Agricultural exporters under the Fresh Produce Exporters Association of Kenya, Fresh produce Consortium of Kenya and the Kenya Flower Council have similarly backed the deal, citing Sh151 billion in horticultural exports to London last year.
“The UK remains among the most important destinations for Kenya’s fresh produce as it accounts for over 30 per cent of all fresh produce exports from Kenya,” said the lobbies in a statement. “On average, the UK imports about 21,000 tonnes of flowers, 8,000 tonnes of fruits and 35,000 tonnes of vegetables from Kenya annually.”
Opposition to the deal is also mounting within the government and the business community.
The Parliamentary Caucus on Economy and Business chaired by Kiambu MP Jude Njomo last week raised issues that ought to be clarified before the deal is ratified.
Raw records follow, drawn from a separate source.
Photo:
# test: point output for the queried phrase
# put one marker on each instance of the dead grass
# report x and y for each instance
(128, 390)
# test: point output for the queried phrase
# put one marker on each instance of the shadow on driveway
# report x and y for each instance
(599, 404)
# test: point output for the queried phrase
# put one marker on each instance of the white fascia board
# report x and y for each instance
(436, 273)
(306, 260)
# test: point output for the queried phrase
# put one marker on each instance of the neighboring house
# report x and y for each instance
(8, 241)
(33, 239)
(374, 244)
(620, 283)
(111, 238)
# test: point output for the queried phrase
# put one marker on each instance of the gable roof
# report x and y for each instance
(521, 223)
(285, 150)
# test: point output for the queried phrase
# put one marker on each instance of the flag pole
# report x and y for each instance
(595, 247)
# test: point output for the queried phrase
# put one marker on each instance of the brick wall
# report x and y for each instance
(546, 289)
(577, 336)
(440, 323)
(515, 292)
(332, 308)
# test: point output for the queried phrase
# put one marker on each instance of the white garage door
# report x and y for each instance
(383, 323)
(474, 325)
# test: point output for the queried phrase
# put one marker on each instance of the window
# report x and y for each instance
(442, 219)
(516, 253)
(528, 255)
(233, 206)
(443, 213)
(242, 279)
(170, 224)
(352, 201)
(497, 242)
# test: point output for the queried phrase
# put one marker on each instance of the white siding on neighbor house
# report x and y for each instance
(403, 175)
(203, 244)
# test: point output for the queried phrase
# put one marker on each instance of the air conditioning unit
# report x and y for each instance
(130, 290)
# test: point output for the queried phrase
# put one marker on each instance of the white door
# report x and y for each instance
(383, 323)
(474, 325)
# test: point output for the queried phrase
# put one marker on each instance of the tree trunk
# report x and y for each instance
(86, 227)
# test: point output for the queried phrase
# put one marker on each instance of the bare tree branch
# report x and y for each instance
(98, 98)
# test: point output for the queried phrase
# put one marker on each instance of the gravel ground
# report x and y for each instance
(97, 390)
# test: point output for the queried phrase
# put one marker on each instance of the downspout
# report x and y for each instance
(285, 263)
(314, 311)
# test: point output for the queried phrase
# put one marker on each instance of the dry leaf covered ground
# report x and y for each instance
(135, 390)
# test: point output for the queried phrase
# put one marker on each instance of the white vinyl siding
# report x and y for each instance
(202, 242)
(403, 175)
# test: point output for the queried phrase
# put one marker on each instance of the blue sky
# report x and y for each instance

The Caucus, made up of 35 MPs, said the UK-Kenya EPA was drafted without the State undertaking an economic impact assessment as required in such treaties.
“The data that has been used by the State as the basis of negotiating the agreement is old data, dating back to 2005,” said the Caucus in a letter to Parliament. “Why are we using old EU data to conclude a far-reaching agreement with the UK when Brexit comes with new issues?”
Njomo noted that while Trade CS insists on a gradual opening of tariffs on products, some product lines will cut taxes immediately due to the EAC Common External Tariff. “While these products enjoy high tariffs under the EAC CET, they would have to lower tariffs (taxes) immediately the agreement starts,” stated the letter.
This means that by Kenya signing the deal, it would open up the regional market to an influx of UK imports to the EAC at lower tariffs, eroding member States of much-needed revenue.
However, other economists argue that Kenya is well within means of negotiating the EPA with the UK.
“Kenya finds itself in an interesting situation currently compared to her neighbours in the EAC,” said KenInvest boss and former boss of the Kenya Institute of Public Policy Research Moses Ikiara.
“Kenya is the only developing economy in the EAC while the rest are least developed economies which already enjoy duty-free access to the EU and UK markets under the everything but arms protocol.”
This puts pressure on Kenya to pursue its duty-free access to the UK since member States have failed to gain consensus despite two decades of negotiations on the EAC-EPA.
“While the UK-Kenya EPAs has been taken from the EAC-EU EPAs, the document went through exhaustive stakeholder consultations. With the UK as Kenya’s major trading partner in the 28-member bloc, it is prudent to seek out a bilateral trade deal with them.”
Dr Ikiara down-played the fears of the UK dumping its goods to the region and the lack of urgency on the part of Kenya to modify the terms of the treaty once it is ratified.
“The balance of trade between Kenya and the UK is actually in favour of Kenya which is a good thing and the treaty allows the other EAC countries to enjoin at a later stage,” he said.
“The people negotiating these deals understand trade law, are equipped with the latest statistics so they are aware of the differences in economic capacity between the two countries.”
Ikiara said dispute resolution mechanisms such as those provided by the World Trade Organisation will arbitrate disagreements that will arise.